Correlation Between Norwegian Air and Archer
Can any of the company-specific risk be diversified away by investing in both Norwegian Air and Archer at the same time? Although using a correlation coefficient on its own may not help to predict future stock returns, this module helps to understand the diversifiable risk of combining Norwegian Air and Archer into the same portfolio, which is an essential part of the fundamental portfolio management process.
By analyzing existing cross correlation between Norwegian Air Shuttle and Archer Limited, you can compare the effects of market volatilities on Norwegian Air and Archer and check how they will diversify away market risk if combined in the same portfolio for a given time horizon. You can also utilize pair trading strategies of matching a long position in Norwegian Air with a short position of Archer. Check out your portfolio center. Please also check ongoing floating volatility patterns of Norwegian Air and Archer.

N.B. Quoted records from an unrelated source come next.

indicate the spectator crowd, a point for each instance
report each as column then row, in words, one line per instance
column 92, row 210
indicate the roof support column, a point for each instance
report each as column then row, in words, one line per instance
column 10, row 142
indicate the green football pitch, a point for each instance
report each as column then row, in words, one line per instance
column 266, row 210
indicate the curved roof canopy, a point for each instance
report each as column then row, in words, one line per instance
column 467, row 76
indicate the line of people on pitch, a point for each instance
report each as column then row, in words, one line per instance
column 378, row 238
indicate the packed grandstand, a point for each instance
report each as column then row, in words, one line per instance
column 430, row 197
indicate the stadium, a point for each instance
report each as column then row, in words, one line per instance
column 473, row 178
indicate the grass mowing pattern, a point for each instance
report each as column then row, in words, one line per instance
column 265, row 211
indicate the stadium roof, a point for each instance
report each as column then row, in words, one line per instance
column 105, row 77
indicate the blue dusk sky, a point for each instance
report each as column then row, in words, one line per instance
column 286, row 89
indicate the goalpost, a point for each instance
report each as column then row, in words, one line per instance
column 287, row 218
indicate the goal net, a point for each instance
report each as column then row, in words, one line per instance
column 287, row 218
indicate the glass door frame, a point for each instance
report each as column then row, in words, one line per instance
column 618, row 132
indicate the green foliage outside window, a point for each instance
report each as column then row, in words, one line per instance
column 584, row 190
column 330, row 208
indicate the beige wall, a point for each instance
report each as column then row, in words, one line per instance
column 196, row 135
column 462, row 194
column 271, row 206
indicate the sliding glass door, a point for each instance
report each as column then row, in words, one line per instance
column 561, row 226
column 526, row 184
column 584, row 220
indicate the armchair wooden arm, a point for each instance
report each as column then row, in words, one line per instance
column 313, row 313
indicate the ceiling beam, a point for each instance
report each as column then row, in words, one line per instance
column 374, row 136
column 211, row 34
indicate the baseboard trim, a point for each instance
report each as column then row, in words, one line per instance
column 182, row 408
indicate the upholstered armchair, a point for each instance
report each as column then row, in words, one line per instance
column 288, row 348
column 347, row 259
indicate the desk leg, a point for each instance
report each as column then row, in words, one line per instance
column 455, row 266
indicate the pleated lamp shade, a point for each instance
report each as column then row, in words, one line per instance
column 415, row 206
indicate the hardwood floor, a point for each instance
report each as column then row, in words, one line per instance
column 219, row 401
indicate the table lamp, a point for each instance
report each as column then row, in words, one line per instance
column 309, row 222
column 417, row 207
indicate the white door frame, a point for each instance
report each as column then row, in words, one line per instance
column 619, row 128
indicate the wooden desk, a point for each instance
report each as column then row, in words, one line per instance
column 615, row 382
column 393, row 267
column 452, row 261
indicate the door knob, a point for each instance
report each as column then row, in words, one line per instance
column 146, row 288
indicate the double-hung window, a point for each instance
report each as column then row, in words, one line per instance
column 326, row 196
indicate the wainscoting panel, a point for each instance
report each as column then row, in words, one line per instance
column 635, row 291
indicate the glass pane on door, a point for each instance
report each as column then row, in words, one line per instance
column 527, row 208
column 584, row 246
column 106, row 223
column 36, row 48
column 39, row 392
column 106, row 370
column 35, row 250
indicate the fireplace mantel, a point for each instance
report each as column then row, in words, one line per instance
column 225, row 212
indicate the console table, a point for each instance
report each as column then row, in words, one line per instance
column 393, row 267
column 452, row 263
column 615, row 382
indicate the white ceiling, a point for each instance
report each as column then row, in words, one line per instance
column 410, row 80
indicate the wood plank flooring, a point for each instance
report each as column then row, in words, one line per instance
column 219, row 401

Diversification Opportunities for Norwegian Air and Archer
-0.16 | Correlation Coefficient |
Good diversification
The 3 months correlation between Norwegian and Archer is -0.16. Overlapping area represents the amount of risk that can be diversified away by holding Norwegian Air Shuttle and Archer Limited in the same portfolio, assuming nothing else is changed. The correlation between historical prices or returns on Archer Limited and Norwegian Air is a relative statistical measure of the degree to which these equity instruments tend to move together. The correlation coefficient measures the extent to which returns on Norwegian Air Shuttle are associated (or correlated) with Archer. Values of the correlation coefficient range from -1 to +1, where. The correlation of zero (0) is possible when the price movement of Archer Limited has no effect on the direction of Norwegian Air i.e., Norwegian Air and Archer go up and down completely randomly.
Pair Corralation between Norwegian Air and Archer
Assuming the 90 days trading horizon Norwegian Air Shuttle is expected to under-perform the Archer. In addition to that, Norwegian Air is 1.59 times more volatile than Archer Limited. It trades about -0.04 of its total potential returns per unit of risk. Archer Limited is currently generating about 0.02 per unit of volatility. If you would invest 2,288 in Archer Limited on September 25, 2024 and sell it today you would earn a total of 44.00 from holding Archer Limited or generate 1.92% return on investment over 90 days.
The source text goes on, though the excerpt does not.